Describing this issue in detail is perhaps best done in light of a particular instance of the issue, for example https://bugs.openjdk.java.net/browse/JDK-6890958
In JDK-6890958 "Intermittent NPE when calling a method after class redefinition", the code looks somewhat like the following:
The main launcher thread:
...
boolean passed = false;
MyThread myThread = new MyThread();
try {
myThread.start();
while (!isRedefined()) { // RedefineClass of MyThread class
Thread.yield();
}
suspendThread(myThread);
popThreadFrame(myThread);
resumeThread(myThread);
MyThread.stop = false;
myThread.join();
}
// MyThread class
public static volatile boolean stop = true;
public void run() {
doThisFunction();
doTask3();
}
public void doThisFunction() {
System.out.println(" MyThread.doThisFunction().");
for (int i = 0; i < run_for; i++) {
doTask2();
}
// it would wait for some time.
while (stop);
System.out.println(" End of doThisFunction.");
}
public void doTask2() {
int p = 0;
for (int i = 0; i < 1; i++) {
threadState++;
p++;
}
}
public void doTask3() {
// take some time
for (int i = 0; i < run_for; i++) {
doTask2();
}
}
(some details omitted for breivity)
The RedefineClasses process for MyThread is triggered after receiving a CompiledMethodLoad event for compilation of doTask2() (this compile is normal invocation hotspot detected with the loop targeting 1000 invocations and having set the -XX:CompileThreshold=1000)

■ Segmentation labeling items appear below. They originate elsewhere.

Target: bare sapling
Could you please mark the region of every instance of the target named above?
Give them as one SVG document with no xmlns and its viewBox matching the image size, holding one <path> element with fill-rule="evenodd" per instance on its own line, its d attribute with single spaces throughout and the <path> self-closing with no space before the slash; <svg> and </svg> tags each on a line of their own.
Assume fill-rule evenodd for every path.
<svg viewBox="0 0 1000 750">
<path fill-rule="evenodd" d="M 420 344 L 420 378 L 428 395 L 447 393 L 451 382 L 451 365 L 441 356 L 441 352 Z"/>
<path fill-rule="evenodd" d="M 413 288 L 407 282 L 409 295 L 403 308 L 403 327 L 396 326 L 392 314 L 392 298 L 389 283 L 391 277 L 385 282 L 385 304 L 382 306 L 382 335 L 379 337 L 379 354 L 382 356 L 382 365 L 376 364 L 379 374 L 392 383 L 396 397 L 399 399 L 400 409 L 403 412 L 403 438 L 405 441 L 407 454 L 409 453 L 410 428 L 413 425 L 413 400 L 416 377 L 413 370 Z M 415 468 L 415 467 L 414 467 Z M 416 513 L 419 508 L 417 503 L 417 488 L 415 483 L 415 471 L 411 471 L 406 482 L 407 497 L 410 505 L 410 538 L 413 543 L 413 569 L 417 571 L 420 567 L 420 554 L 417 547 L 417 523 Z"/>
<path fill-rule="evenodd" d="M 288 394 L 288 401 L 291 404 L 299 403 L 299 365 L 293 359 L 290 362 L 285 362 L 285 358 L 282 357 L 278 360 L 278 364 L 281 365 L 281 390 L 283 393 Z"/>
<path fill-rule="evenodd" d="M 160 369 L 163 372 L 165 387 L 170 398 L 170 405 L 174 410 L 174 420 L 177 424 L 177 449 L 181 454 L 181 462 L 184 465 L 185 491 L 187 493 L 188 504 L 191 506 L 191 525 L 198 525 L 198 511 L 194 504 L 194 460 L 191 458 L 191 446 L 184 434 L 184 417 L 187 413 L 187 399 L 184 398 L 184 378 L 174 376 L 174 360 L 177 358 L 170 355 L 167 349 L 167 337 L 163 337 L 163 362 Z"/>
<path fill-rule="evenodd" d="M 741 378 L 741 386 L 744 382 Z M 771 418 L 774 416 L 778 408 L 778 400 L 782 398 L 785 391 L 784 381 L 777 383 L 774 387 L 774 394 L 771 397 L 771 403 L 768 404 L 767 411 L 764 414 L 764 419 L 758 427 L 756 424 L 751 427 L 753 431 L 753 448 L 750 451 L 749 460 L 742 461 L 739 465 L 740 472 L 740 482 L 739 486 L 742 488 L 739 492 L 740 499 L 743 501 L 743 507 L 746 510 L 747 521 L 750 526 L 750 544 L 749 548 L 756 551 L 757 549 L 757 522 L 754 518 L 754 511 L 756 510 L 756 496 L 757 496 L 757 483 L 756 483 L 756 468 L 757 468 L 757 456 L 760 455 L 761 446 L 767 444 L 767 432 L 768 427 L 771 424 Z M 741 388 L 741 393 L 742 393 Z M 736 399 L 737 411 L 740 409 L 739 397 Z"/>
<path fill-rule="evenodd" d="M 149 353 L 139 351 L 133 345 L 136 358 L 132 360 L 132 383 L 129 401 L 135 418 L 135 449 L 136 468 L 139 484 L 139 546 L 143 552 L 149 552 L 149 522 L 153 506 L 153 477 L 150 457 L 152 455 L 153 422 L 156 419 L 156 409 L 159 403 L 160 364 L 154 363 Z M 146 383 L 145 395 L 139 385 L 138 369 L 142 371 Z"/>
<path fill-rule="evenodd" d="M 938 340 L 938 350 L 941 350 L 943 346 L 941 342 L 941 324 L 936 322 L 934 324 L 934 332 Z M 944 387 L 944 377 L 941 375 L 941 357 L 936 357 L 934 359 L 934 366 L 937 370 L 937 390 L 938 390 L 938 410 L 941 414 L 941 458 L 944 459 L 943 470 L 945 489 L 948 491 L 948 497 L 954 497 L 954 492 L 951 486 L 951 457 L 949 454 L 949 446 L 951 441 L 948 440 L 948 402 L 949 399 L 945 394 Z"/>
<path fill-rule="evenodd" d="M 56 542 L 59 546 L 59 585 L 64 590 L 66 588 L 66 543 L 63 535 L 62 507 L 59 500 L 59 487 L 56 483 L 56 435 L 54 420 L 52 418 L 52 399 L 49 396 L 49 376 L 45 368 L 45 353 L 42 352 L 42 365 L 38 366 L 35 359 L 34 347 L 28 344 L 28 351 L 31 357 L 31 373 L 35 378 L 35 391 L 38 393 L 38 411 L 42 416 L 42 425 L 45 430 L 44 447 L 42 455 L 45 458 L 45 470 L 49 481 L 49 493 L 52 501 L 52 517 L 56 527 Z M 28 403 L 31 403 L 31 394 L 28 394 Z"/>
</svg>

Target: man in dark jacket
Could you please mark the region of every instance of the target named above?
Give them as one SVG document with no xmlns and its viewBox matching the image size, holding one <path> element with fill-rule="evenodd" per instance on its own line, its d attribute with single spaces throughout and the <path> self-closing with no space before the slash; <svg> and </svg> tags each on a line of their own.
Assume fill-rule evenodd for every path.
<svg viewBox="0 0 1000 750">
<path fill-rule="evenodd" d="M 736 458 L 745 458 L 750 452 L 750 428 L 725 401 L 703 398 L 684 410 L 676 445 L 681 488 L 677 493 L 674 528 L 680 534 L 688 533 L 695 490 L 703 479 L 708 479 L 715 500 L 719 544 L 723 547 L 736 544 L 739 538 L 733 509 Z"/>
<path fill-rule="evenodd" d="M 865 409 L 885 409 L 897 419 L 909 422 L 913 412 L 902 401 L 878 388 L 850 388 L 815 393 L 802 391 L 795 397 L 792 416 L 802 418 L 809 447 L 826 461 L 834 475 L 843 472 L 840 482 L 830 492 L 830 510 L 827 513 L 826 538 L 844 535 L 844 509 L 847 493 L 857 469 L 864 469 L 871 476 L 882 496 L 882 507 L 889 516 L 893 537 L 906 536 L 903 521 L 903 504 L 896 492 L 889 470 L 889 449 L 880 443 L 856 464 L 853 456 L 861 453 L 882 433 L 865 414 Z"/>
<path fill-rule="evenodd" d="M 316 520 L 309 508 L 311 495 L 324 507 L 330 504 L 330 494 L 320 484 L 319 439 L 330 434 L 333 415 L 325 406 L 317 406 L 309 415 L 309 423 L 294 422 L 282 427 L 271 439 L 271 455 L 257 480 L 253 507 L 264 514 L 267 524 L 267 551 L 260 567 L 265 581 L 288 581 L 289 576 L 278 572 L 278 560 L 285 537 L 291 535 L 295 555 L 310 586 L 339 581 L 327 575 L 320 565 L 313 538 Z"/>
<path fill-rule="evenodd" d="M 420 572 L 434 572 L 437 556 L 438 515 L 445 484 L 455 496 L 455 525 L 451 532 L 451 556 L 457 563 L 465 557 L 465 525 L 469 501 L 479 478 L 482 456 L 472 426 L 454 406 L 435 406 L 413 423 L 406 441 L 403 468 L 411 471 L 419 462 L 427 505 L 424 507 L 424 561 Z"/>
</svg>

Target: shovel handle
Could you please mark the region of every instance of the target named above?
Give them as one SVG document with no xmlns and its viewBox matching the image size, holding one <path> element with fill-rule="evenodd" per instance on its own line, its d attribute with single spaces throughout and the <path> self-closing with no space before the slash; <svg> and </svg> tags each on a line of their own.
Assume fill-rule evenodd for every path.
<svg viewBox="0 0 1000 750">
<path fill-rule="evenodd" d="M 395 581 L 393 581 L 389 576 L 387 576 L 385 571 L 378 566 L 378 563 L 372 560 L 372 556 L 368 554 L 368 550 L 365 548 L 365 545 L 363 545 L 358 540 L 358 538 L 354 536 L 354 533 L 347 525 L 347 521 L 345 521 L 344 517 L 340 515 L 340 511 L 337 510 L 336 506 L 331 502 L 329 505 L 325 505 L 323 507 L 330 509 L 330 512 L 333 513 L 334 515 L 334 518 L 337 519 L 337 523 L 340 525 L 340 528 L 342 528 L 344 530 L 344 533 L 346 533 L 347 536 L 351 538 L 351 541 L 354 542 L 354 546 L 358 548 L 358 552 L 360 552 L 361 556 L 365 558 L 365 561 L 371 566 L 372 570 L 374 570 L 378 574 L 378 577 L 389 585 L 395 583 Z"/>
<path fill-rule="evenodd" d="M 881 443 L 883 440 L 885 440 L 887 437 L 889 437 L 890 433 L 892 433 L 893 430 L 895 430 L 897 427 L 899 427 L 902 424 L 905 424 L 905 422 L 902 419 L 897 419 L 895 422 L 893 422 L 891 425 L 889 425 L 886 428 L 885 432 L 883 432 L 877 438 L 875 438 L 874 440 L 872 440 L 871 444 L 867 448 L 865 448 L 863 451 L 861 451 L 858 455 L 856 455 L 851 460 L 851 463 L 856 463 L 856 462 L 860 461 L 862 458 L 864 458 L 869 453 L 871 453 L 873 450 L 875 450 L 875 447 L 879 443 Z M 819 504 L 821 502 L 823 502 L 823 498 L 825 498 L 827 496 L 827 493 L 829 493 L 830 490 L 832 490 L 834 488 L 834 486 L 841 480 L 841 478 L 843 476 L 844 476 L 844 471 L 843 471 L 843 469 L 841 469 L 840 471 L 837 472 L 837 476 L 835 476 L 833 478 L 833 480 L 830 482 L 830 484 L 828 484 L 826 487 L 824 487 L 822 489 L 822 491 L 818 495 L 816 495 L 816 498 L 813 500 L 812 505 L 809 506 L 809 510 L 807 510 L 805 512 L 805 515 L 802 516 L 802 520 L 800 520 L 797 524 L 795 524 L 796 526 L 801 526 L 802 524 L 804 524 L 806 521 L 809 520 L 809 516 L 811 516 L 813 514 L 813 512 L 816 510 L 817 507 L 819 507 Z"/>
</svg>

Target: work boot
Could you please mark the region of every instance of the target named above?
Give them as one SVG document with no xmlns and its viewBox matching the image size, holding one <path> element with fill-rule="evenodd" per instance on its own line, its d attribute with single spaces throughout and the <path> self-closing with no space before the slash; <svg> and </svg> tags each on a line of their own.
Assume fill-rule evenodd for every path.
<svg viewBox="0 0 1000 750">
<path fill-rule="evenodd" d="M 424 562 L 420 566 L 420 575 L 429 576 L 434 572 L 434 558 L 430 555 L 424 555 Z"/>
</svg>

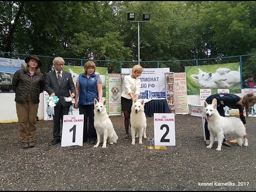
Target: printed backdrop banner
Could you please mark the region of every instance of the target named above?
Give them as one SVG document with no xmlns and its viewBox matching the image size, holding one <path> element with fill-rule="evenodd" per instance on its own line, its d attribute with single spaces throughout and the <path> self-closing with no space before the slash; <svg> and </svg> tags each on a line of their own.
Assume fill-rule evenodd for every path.
<svg viewBox="0 0 256 192">
<path fill-rule="evenodd" d="M 24 60 L 0 58 L 0 85 L 11 85 L 14 73 L 25 65 Z"/>
<path fill-rule="evenodd" d="M 185 67 L 188 95 L 198 95 L 200 89 L 228 89 L 230 93 L 241 93 L 239 62 Z"/>
<path fill-rule="evenodd" d="M 175 113 L 188 114 L 186 73 L 174 73 L 174 82 Z"/>
<path fill-rule="evenodd" d="M 144 68 L 139 77 L 141 81 L 140 99 L 165 98 L 165 73 L 170 72 L 170 68 Z M 131 68 L 122 69 L 123 74 L 132 74 Z M 148 97 L 148 93 L 151 93 Z"/>
<path fill-rule="evenodd" d="M 121 115 L 121 74 L 106 75 L 106 99 L 108 115 Z"/>
</svg>

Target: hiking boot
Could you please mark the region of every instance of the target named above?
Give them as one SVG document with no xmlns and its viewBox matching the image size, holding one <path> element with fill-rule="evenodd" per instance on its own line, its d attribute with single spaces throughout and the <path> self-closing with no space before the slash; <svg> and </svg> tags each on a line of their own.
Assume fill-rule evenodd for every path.
<svg viewBox="0 0 256 192">
<path fill-rule="evenodd" d="M 27 142 L 22 142 L 21 143 L 21 148 L 22 149 L 26 149 L 29 148 L 28 143 Z"/>
<path fill-rule="evenodd" d="M 29 148 L 34 147 L 36 146 L 34 141 L 30 141 L 28 143 L 28 147 Z"/>
</svg>

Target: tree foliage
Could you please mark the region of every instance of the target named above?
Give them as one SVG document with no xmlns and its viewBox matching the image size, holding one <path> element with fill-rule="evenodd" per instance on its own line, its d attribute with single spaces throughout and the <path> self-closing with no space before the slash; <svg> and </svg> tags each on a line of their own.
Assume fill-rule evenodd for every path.
<svg viewBox="0 0 256 192">
<path fill-rule="evenodd" d="M 253 1 L 7 1 L 0 5 L 0 50 L 141 61 L 223 57 L 256 49 Z M 250 67 L 247 67 L 250 69 Z"/>
</svg>

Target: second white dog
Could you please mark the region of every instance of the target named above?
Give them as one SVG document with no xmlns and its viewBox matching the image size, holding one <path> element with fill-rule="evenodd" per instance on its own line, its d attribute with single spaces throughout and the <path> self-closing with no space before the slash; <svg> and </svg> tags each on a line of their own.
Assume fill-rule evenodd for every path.
<svg viewBox="0 0 256 192">
<path fill-rule="evenodd" d="M 217 102 L 208 105 L 204 103 L 204 112 L 206 116 L 208 129 L 210 131 L 210 145 L 207 148 L 211 149 L 214 142 L 215 137 L 218 138 L 218 151 L 221 150 L 221 145 L 224 139 L 224 134 L 233 133 L 236 137 L 237 143 L 243 145 L 243 138 L 244 138 L 244 146 L 248 146 L 247 134 L 243 122 L 237 117 L 226 117 L 220 116 L 217 109 Z"/>
<path fill-rule="evenodd" d="M 136 138 L 139 137 L 139 143 L 142 144 L 142 135 L 144 138 L 147 138 L 146 135 L 147 118 L 144 113 L 144 105 L 143 100 L 140 102 L 136 99 L 132 103 L 130 118 L 132 145 L 135 145 L 135 133 L 136 132 L 137 133 Z"/>
<path fill-rule="evenodd" d="M 100 102 L 94 99 L 94 127 L 97 133 L 97 143 L 93 147 L 98 147 L 100 142 L 103 141 L 102 148 L 106 148 L 107 141 L 109 145 L 113 145 L 118 139 L 107 114 L 106 102 L 107 100 L 105 100 L 103 102 Z"/>
</svg>

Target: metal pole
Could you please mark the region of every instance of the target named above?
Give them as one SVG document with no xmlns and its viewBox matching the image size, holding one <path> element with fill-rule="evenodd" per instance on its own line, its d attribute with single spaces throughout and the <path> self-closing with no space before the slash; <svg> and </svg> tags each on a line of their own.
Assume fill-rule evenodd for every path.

Then comes the interesting part:
Just after the invocation loop, the thread spins on the condition variable "stop", waiting for it to be set by the first thread after having issued the PopFrame call (this means the frame to be popped is doThisFunction())
while(stop) looks like this:
...
27: getstatic #11 // Field stop:Z
30: ifeq 36
33: goto 27
This loop *might* cause the backedge counter to overflow and target the frame for OSR compilation.
A qualification on "might" is because this thread is racing against the RedefineClasses call - if RedefineClasses of MyThread manages to issue dependency invalidations before this backedge overflows (and the method is targeted for OSR compilation) - then the testcase is safe. The existing interpreter frame, and it's associated locals array, will be left as is.
However, if the method manages to move to OSR compilation before the RedefineClasses dependency invalidations, dependency invalidation will now have to deoptimize the just recently OSR compiled method back to an interpreted frame. Since the BCI at the location of the OSR is past any active uses of the locals, they are naturally, and correctly, eliminated by liveness analysis.
However, after the interpreter frame is restored, the PopFrame kicks in which pops doThisFunction() off the stack, it then rewinds the BCP to (0xb6 invokevirtual) and retries the invocation of doThisFunction() - unfortunately the objectref, "this" is now NULL on the stack - NPE ensues.